Following a great time I had as an Emerging Voice trainee, characterized by lots of skills-building, I was energized to attend and participate in the symposium given that there were experienced delegates from around the globe. A glance at the symposium schedule of sessions was a manifestation that the symposium would be interesting. I wished it was possible for me to attend all of the sessions.
Every speaker who came to the podium and the audience seemed to agree that health systems were weak especially in the Global South with some making reference to the Ebola epidemic in West Africa resulting from weak health systems. As I listened attentively, there were continued calls for better health systems. Discussions went on regarding increasing victims of weak health systems all over the world. My impression was that people meant to be served by the health systems were absent from the symposium. One speaker mentioned “Where are those experiencing the consequences of our weak health systems?” Who are those anyway? Are they not part of us here as delegates? As presentations went on my mind was tuned to thinking whether more than 1700 delegates attending the symposium were not victims of weak health systems. Do we just take ourselves as health systems researchers who are immune to poor health systems? Do health systems exclude us by virtue of being researchers?
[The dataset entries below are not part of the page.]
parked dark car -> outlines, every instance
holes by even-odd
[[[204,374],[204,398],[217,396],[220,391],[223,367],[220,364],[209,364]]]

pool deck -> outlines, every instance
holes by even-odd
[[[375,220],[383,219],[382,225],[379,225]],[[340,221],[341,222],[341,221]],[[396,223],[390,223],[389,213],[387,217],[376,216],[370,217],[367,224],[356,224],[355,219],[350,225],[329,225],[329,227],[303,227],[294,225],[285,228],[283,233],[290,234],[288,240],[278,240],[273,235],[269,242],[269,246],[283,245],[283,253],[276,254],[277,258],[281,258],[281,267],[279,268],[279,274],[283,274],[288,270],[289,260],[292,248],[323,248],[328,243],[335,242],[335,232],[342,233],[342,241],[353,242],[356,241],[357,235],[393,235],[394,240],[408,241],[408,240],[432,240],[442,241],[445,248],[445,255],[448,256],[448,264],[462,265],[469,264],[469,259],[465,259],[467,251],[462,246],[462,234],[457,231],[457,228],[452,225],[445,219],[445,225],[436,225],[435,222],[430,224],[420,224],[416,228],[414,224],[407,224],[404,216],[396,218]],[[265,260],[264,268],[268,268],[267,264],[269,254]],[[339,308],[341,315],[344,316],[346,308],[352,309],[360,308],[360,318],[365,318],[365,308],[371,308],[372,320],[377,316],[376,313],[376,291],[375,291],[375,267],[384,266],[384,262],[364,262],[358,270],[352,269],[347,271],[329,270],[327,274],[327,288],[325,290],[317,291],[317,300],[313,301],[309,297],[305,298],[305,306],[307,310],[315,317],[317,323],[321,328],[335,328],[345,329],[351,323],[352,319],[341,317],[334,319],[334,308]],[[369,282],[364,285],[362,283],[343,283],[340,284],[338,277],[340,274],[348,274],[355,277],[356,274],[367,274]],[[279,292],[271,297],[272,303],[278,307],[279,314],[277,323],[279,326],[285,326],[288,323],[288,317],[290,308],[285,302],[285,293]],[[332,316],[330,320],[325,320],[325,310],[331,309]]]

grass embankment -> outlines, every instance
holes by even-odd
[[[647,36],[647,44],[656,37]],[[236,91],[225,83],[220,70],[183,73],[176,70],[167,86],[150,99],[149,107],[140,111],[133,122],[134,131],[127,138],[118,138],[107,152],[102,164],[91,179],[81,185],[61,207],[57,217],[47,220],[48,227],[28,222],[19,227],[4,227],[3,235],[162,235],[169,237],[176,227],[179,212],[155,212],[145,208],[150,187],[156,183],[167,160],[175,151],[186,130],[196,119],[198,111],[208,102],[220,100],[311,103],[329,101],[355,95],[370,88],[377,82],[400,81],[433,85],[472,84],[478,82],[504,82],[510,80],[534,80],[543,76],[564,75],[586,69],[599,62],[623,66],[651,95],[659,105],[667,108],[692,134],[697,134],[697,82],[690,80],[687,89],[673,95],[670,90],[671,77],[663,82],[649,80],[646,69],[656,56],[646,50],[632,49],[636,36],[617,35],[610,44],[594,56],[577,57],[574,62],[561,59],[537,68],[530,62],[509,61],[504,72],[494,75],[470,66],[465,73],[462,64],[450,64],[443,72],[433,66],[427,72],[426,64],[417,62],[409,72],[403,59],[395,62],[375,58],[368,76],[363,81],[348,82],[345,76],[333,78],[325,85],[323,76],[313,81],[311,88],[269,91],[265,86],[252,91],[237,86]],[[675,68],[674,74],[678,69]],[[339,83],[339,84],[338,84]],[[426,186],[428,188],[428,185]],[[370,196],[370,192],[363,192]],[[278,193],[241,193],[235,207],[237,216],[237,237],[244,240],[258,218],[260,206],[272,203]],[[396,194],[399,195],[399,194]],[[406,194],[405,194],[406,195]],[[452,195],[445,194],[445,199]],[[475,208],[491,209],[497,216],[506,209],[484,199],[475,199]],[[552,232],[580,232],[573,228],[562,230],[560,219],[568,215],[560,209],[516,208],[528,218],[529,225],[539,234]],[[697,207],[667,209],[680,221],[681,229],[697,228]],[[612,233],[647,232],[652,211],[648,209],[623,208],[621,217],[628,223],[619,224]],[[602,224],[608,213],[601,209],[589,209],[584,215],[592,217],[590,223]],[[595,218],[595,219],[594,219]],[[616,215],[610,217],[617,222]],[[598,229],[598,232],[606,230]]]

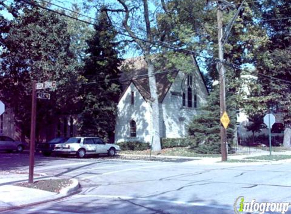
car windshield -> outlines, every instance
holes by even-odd
[[[56,138],[53,138],[52,139],[51,139],[48,142],[49,142],[49,143],[59,143],[59,142],[62,142],[62,141],[63,141],[63,138],[62,138],[61,137],[57,137]]]
[[[68,142],[68,143],[74,143],[74,142],[76,142],[77,144],[80,144],[80,142],[81,142],[81,138],[77,138],[76,137],[71,137],[70,138],[69,138],[69,139],[68,140],[67,140],[65,142]]]

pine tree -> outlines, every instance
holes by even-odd
[[[280,106],[285,125],[283,145],[291,147],[291,79],[290,19],[284,17],[291,13],[289,1],[267,0],[255,4],[258,20],[269,37],[268,43],[255,53],[259,79],[269,97],[269,108]],[[268,20],[268,21],[266,21]],[[271,77],[271,78],[267,77]],[[280,79],[282,80],[280,80]]]
[[[229,103],[233,102],[234,96],[227,96]],[[199,153],[220,154],[220,114],[219,87],[215,86],[209,95],[207,104],[201,107],[199,114],[195,116],[188,128],[188,134],[192,140],[192,149]],[[231,105],[229,105],[231,106]],[[227,129],[229,150],[234,137],[236,124],[235,110],[228,109],[230,123]]]
[[[106,13],[101,13],[98,20],[94,34],[87,42],[88,56],[84,60],[83,76],[88,84],[82,92],[80,134],[97,135],[107,141],[115,125],[121,60],[116,49],[118,44],[115,42],[116,35],[110,30],[112,26]]]

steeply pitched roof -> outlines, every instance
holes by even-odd
[[[150,100],[147,67],[144,58],[139,57],[126,59],[121,66],[121,70],[123,70],[120,78],[122,91],[124,92],[133,82],[144,98],[146,101]],[[170,72],[156,72],[155,76],[159,102],[163,102],[172,85],[172,82],[169,80],[174,79],[178,72],[178,69]]]

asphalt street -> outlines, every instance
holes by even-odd
[[[27,171],[28,154],[1,154],[1,170]],[[81,188],[60,201],[9,213],[227,214],[245,201],[291,202],[290,164],[198,165],[36,156],[35,172],[76,178]],[[275,212],[273,212],[275,213]],[[291,208],[287,213],[291,213]]]

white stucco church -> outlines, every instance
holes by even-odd
[[[197,108],[206,101],[205,83],[195,58],[191,58],[190,72],[177,69],[155,75],[161,137],[184,137]],[[117,105],[115,141],[150,142],[152,110],[146,64],[141,57],[125,63],[127,69],[120,78],[122,93]]]

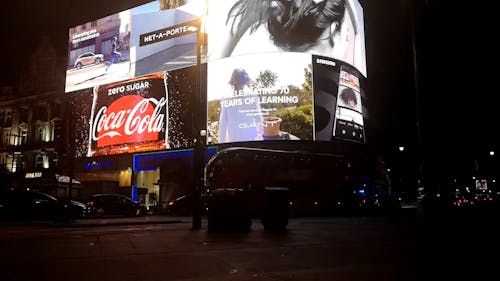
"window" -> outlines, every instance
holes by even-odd
[[[35,170],[39,171],[43,169],[43,155],[38,154],[35,156]]]
[[[18,136],[18,144],[23,145],[28,142],[28,129],[26,128],[26,124],[19,125],[18,128],[19,136]]]
[[[12,126],[12,111],[7,111],[5,112],[5,126],[10,127]]]
[[[2,143],[4,145],[10,145],[10,129],[3,130]]]
[[[45,129],[42,126],[39,126],[36,131],[37,141],[43,141],[45,137]]]

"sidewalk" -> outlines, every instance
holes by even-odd
[[[190,223],[191,217],[173,217],[167,215],[146,215],[137,217],[106,217],[106,218],[84,218],[74,222],[56,223],[52,221],[24,221],[24,222],[1,222],[2,226],[64,226],[64,227],[98,227],[117,225],[143,225],[143,224],[174,224]]]

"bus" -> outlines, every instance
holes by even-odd
[[[300,150],[231,147],[206,165],[205,195],[217,189],[250,191],[250,205],[259,209],[259,195],[269,187],[288,189],[291,215],[320,215],[355,204],[351,162],[342,155]],[[257,194],[257,195],[256,195]]]

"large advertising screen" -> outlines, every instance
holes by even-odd
[[[190,148],[205,98],[208,144],[365,142],[358,0],[166,3],[69,30],[75,157]]]
[[[66,98],[73,157],[193,146],[196,67],[80,90]]]
[[[364,142],[357,0],[210,0],[208,143]]]
[[[160,2],[70,28],[66,92],[195,65],[204,0]]]
[[[312,140],[310,56],[253,54],[208,65],[209,143]]]

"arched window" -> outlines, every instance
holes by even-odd
[[[43,169],[43,154],[35,156],[35,170],[40,171]]]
The answer to these questions was NO. I continue to argue that the challenges with achieving better health care is creating an impression that health systems have been designed for the ones with problems- the sick and forget that we – researchers, policy and decision-makers are also victims of certain diseases or have at one time fallen sick to be precise.
It is not until we change our mindset and stop thinking as health systems researchers but rather as linked, directly or indirectly, to weak health systems that we shall make an impact in this world we live in. This is the reason why some take-home messages at the closure of the symposium were surprising like one highlighted in a blog by a fellow 2014 EV, Dorcus Henriksson “We didn’t involve the community and one of the main lessons learnt was to involve the community.” Seriously? I asked myself. How do we involve the community; what was not done well in involving the community previously? I wish I had answers to these questions from the symposium. As an emerging researcher I needed to hear actionable lessons from the symposium.
I hope the 2016 Vancouver symposium will address different methodologies to achieve people-centred health systems like patient and community empowerment in health.